I used different method to asked about his marital status,
(eg, "It's almost valentine's day, don't you have a partner to go with?") he just answer it in different way and telling me all the valentine's tradition in his culture. It wasn't what I was looking-expecting for, which is just weird to me why would he dodge it instead of answering it. he could just told me straight that if he's married/divorce or single, doesn't have to be ashamed of that.. [NOTE: to any middle age guy came across here, please let your current partner know everything about you or you're just a let down..])
However! He told me that he want to spend the rest of his lifetime with me and that he always loves me to the point that he is out of breathe, telling me he wanted to kiss and hug me so badly everyday, compliments me about how beautiful and sweet I am, jokes a little to light things up.. + naked with each other and "make love"
(If he's so serious about it. why he never mention about wanting to marriage or have kids.. or introduce his real friends/parents to me? ---- can I believe him telling me that he did mention about him loving me in front of his colleagues and to some friends? is it just telling them he loves or just lying to make me feel awe? I don't know!!!)
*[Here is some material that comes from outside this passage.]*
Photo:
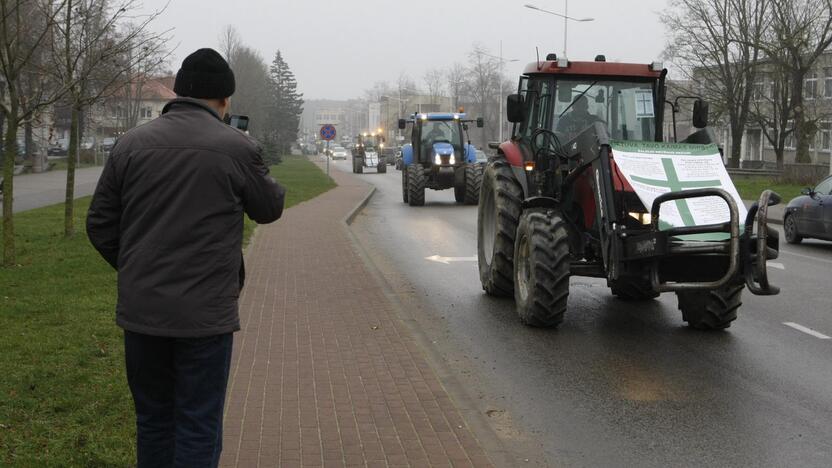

@!!!!!(((As I found out he have admiring some other woman (younger than him) in the twitter. No, he doesn't know I was checking up on him daily to his feeds. and yes, I have to admit i'm just being a very anxious creepy stalker...))) AND ALSO, I'm terribly upset he have a post of saying "taking a screenshot of *her name*'s beautiful ass" after all the things he said to me??? and i just can't mention it up because he'll find out I was checking up on him literally everywhere?? Arghh this is killing me!)))
In this matter, I questioned myself of the red flags from him.
"Am I making a big mistake?"
"Did he love me or just being nice?"
"Maybe just a temporary and entertainment love to him?"
"Is it because I'm young and he wanted to take my "first"?"
"Am I just a prize to benefit him?" (Sexually frustration perhaps?)
"Does he treat me differently(romantically) as the others when i'm offline?"
"Will he behave and act the way he is when we met?"
and so on-
Unfortunately.. All these questions in my thoughts flashed to nothing but filled with loves when I'm with him.. I just love him way too much to losing him just to question him about all the things In my mind and what I've seen.. I'm at my absolute happy place.. and I smiled to the fullest than any of the time in reality or anyone made me feel. Honestly..He's also the brightest..(or just being polite?.. Although he have offered me to be open minded and speak up whatever I think but if he's that desperately to hid his status.. there must be something hurtful going on and tried not to go through of the past again, doesn't it? even if I'll be thinking about it but I'm just scared to lose him.. unless..) I'm back to feeling horrendous when i don't talk to him.
So tell me guys, Is it a good idea to keep going or to end things as soon as it is before I hurt myself..?
P/s: Sorry for the bad english, I just need advices.. pls comment above. I'm desperately need an answer from what other people thought of this. Maybe you can help with someone who have the same issue like me.
Additional:
Q: Am I having a sugar daddy?..
A: If he have kids and also a father, He is.
If he doesn't have kids, then He isn't, consider himself as a lonely man deep down with a young and passionate empty heart.
But for me, I'm not entirely sure, Honestly.
"I don't mind spending my time and not hesitating to use my money on you" he said.
(Delicious Snacks and Beautiful handicraft is what I received, Cute.)